Он еще рта закрыть не успел, а уже пожалел о сказанном.
— Ничего такого, говоришь, не происходит? — Клык смерил его презрительным взглядом. — А что такое между вами может произойти? Тоже мне Казанова нашелся. У Макс, между прочим, принципы есть. Она на таких, как ты, и смотреть не станет.
Дилан покраснел от унижения. Он уже готов изложить этому психу подробности про то, какие именно у Макс принципы и как они проявились в действии всего несколько часов назад в доме, который он для нее построил. Готов в красках описать каждую деталь их недавнего свидания — ее рот, мягкий и упругий под его губами, ее нежную кожу и мягкие перья, словно специально созданные для его прикосновения. Но в ту же секунду он представил себе, что будет с Макс, если он все это сейчас выложит. Увидел ее обиженное лицо, ее померкший осуждающий взгляд. Представил — и тут же заткнулся.
— Слушай! Ты, может, думаешь, что ты ее от кого-то защищаешь? — наседает Клык. — Так ты не беспокойся. С ней стая. Она в безопасности.

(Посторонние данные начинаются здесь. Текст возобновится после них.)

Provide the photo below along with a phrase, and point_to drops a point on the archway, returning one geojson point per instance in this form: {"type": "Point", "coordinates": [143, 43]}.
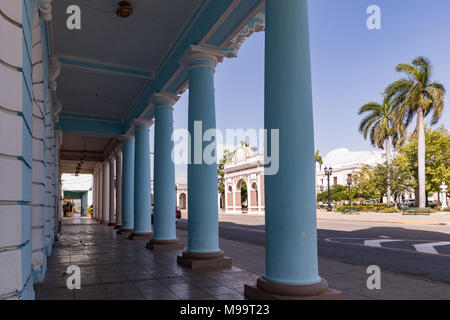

Не нужно ей, чтобы ты у ее койки на цепи сторожевым псом сидел. Лишнее это. Теперь я вернулся. И стая снова вся в сборе. — Он запнулся на мгновение. Дилан точно знает, о ком Клык сейчас подумал, — о белокурой крохе с белыми, как снег, крыльями. — Я сказал, Макс в твоих услугах больше не нуждается. Понял?
Теперь настала очередь Дилана смерить Клыка с головы до ног:
— Что ты несешь? Значит, ты считаешь, как только ты здесь появился, так сразу тишь, гладь да Божья благодать настала. Кому ты лапшу на уши вешаешь? Себе? К твоему сведению, едва ты порог переступил, все только хуже стало.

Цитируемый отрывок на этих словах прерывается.